Den Faible für die mythisch verklärte Wildnis des Westens teilt auch Sten. Er engagiert sich in Mendocino bei der Bürgerinitiative »Unser Wald gehört uns«. Das ist »keine Bürgerwehr«, und Sten ist »kein Rassist«. Aber gegen die »Hispanos«, die als Wanderarbeiter das Land überschwemmen, Wald und Flüsse verseuchen, gefolgt von Drogenkartellen, die auf harmlose Angler, Jäger und Touristen schießen, gegen die muss man sich wehren. Grausame Ironie: Eines Tages wird Sten den Wald vor seinem Amok laufenden Sohn schützen müssen ...

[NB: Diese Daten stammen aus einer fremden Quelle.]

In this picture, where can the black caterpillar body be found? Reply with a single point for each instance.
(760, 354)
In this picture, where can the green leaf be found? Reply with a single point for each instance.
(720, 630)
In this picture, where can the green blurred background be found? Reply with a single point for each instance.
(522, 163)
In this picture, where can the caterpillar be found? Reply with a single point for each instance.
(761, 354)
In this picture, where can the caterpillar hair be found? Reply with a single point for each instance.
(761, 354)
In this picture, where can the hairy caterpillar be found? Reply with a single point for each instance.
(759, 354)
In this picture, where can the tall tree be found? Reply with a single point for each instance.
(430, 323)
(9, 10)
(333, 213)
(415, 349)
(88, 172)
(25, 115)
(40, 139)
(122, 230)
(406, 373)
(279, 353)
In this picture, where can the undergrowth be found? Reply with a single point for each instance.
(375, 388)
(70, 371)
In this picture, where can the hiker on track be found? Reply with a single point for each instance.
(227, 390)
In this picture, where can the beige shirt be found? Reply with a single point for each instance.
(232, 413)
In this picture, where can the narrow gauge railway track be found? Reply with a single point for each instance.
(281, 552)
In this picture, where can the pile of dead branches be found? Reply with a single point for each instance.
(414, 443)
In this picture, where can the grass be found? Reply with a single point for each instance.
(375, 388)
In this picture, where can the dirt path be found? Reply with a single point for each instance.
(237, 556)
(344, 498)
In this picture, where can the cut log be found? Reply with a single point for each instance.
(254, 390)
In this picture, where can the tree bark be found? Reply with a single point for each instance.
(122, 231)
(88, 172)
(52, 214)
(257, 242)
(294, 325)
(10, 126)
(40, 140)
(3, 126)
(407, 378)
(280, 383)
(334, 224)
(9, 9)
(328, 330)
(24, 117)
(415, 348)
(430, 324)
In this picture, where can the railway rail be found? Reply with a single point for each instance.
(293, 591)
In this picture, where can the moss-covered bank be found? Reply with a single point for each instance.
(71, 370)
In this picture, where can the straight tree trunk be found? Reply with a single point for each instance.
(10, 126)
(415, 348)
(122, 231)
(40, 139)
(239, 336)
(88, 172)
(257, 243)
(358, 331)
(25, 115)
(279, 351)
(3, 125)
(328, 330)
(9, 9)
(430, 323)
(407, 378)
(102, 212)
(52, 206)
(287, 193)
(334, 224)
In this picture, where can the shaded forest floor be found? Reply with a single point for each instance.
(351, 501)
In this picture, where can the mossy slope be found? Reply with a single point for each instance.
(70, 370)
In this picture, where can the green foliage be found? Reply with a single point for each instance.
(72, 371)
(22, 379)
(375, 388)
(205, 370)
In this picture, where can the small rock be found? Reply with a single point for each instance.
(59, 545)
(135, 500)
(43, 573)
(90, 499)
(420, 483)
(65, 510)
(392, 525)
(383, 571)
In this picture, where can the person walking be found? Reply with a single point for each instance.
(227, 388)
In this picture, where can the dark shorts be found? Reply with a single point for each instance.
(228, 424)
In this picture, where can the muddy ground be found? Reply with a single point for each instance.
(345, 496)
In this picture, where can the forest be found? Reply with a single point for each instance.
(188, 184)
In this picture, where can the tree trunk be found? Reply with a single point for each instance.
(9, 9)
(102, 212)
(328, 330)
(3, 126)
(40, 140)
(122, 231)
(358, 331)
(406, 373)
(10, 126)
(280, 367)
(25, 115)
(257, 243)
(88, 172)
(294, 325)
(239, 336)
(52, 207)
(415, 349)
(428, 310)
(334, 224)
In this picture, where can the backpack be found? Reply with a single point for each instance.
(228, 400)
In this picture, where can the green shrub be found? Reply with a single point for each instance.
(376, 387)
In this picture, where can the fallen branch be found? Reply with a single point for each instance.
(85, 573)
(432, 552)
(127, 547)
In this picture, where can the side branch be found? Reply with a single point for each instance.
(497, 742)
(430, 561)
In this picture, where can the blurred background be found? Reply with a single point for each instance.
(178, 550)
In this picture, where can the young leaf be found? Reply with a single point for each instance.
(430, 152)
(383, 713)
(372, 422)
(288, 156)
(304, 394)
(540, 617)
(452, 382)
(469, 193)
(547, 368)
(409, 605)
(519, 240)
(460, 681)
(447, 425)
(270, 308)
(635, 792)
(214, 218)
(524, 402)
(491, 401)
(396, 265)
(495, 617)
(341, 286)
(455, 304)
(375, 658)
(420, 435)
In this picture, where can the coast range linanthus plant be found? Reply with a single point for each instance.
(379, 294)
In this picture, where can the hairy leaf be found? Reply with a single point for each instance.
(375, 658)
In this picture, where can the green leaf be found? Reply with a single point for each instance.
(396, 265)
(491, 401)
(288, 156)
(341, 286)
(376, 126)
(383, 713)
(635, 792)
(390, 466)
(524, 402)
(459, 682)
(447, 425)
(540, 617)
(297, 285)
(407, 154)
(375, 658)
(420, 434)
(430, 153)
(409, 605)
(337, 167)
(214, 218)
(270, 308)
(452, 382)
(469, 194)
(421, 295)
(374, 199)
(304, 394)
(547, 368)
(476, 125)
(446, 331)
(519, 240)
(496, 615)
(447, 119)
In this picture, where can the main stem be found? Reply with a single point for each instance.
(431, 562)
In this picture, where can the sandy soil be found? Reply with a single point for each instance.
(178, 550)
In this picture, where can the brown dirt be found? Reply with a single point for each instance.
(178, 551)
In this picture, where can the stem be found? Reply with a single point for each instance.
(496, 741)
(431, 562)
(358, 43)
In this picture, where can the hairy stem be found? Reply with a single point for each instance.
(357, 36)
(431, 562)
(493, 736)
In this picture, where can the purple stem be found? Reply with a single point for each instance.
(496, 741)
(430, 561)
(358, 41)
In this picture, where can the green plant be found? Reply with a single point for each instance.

Nach dem Tod der Großmutter hat Adam freie Hand in ihrem Haus. Getrieben von Wahnvorstellungen durchstreift er den Wald, pflanzt Mohn an, baut einen Bunker und eine zweieinhalb Meter hohe, türlose Ringmauer ums Haus. Denn er muss vorbereitet sein, wenn »die Feinde« kommen – der Vater, »die Bullen« und andere Handlanger des Staates, »die Chinesen«, die Aliens. Als Sten ein Loch in die Steinwand bricht (das Haus soll verkauft werden, Adam wieder zu den Eltern ziehen), klinkt Adam aus. Er wird zu einem waidwunden, unberechenbaren Tier, zu einer mörderischen Zeitbombe. Die Jagd auf ihn ist eröffnet.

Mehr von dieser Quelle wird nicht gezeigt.